Abstract:
Deep neural networks (DNNs), as well as shallow networks, are usually black
boxes due to their nested non-linear structure. In other words, they provide no
information about what exactly makes them arrive at their predictions/decisions.
This lack of transparency can be a major drawback, particularly in critical applications,
such as medicine, judiciary, and defense. Apart from this, almost all DNNs
make a decision even when the test input is not from one of the classes for which
they were trained or even when the test point is far from the training data used to
design the system. In other words, such systems cannot say “don't know” when
they should. In this work, we develop systems that can provide some explanations
for their decisions and also can indicate when they should not make a decision.
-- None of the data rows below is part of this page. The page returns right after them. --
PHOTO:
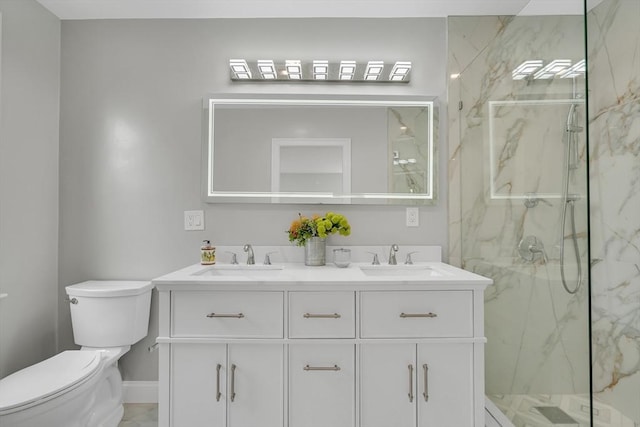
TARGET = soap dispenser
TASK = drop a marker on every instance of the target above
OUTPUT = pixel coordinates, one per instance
(207, 253)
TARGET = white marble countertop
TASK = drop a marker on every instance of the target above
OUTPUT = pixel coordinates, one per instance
(358, 275)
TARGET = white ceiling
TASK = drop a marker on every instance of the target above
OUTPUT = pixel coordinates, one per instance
(147, 9)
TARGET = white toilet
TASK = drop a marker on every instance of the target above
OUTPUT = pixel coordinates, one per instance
(82, 388)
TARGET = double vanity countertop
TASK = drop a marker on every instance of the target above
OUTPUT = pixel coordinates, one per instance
(292, 275)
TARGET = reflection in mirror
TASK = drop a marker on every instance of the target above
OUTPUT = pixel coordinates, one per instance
(332, 150)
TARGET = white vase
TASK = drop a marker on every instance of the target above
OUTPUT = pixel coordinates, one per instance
(315, 249)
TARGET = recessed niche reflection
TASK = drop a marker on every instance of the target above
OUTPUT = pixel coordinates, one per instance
(320, 151)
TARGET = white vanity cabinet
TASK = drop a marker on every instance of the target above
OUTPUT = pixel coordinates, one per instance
(329, 349)
(233, 385)
(425, 385)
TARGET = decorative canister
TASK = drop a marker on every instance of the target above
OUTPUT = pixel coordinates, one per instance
(315, 251)
(207, 253)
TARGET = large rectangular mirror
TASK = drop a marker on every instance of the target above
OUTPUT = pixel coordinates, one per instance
(320, 149)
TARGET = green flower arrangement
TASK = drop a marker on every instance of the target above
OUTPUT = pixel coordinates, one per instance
(304, 228)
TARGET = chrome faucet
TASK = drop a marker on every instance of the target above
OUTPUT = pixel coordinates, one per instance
(392, 254)
(250, 258)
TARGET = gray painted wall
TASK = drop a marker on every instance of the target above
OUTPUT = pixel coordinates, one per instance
(30, 82)
(131, 135)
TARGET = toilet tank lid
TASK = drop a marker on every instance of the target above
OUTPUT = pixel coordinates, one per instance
(43, 380)
(108, 288)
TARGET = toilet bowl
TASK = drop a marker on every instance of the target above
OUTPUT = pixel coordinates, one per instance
(82, 388)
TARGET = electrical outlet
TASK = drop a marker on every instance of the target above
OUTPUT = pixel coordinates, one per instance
(413, 217)
(193, 220)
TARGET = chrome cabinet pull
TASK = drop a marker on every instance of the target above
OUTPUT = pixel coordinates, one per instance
(233, 382)
(321, 316)
(322, 368)
(235, 316)
(406, 315)
(218, 394)
(410, 383)
(425, 367)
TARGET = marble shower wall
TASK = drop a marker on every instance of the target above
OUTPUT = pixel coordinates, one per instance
(508, 140)
(614, 138)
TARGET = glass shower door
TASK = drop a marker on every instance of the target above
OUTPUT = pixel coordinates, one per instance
(523, 208)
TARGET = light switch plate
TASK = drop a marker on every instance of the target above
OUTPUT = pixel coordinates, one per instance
(193, 220)
(413, 217)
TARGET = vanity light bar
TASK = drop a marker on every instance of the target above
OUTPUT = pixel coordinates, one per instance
(240, 69)
(373, 70)
(320, 70)
(554, 67)
(534, 69)
(525, 69)
(576, 70)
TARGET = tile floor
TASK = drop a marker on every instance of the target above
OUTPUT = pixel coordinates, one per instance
(140, 415)
(522, 411)
(519, 408)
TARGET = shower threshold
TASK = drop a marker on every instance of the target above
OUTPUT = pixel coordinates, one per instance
(538, 410)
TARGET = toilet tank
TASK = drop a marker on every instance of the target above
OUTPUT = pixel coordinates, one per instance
(109, 313)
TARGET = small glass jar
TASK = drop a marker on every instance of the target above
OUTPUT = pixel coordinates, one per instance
(342, 257)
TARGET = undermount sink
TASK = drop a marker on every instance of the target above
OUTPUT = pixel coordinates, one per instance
(240, 270)
(402, 270)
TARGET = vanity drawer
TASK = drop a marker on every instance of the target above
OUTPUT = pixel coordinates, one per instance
(322, 315)
(416, 314)
(228, 314)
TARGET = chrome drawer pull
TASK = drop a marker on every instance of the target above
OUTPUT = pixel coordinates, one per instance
(322, 316)
(235, 316)
(406, 315)
(322, 368)
(218, 394)
(410, 383)
(425, 367)
(233, 383)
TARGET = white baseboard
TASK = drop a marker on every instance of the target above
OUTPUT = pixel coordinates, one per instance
(140, 391)
(494, 416)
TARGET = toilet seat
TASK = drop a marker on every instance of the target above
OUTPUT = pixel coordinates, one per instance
(48, 379)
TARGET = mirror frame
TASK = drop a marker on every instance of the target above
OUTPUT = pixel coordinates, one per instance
(210, 195)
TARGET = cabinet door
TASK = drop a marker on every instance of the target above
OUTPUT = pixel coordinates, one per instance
(255, 388)
(388, 385)
(198, 392)
(445, 385)
(322, 385)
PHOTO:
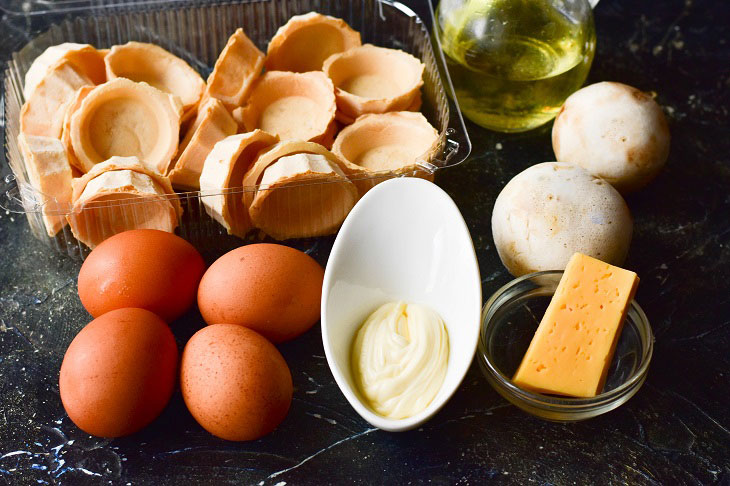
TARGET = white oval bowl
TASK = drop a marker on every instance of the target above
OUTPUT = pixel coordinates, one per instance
(404, 240)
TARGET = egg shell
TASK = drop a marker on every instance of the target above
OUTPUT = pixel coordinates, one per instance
(272, 289)
(119, 372)
(235, 383)
(145, 268)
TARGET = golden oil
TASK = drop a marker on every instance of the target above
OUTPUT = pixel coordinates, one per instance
(514, 62)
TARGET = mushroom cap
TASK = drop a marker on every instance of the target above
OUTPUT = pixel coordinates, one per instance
(86, 60)
(212, 124)
(151, 64)
(50, 174)
(238, 66)
(294, 106)
(370, 79)
(118, 195)
(615, 132)
(306, 41)
(552, 210)
(301, 196)
(125, 118)
(222, 178)
(42, 114)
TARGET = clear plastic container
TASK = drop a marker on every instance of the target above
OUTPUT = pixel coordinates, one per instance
(197, 31)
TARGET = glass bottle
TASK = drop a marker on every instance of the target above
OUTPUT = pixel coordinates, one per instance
(514, 62)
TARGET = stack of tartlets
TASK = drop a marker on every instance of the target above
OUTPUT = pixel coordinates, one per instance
(285, 142)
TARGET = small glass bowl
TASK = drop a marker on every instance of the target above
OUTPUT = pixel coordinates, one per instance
(509, 320)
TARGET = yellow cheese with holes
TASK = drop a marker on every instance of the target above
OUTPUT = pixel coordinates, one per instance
(573, 347)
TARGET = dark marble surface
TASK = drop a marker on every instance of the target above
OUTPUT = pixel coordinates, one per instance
(676, 430)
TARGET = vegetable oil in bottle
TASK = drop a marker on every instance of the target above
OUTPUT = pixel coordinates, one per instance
(514, 62)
For this, we design DNNs for classification, which can classify an object and provide
us with some explanation. For instance, if the network classifies an image,
say a bird of kind Albatross, the network should provide some explanatory notes
on why it has classified the image as an instance of Albatross. The explanation
could be pieces of information that are distinguishing characteristics of Albatross.
The system also detects situations when the inputs are not from the trained classes.
To realize all these, we use four networks in an integrated manner: a pre-trained
convolutional neural network (we use it as we do not have an adequate computing
power to train from the scratch), two multilayer perceptron networks, and a
self-organizing (feature) map. Each of these networks serves a distinctive purpose.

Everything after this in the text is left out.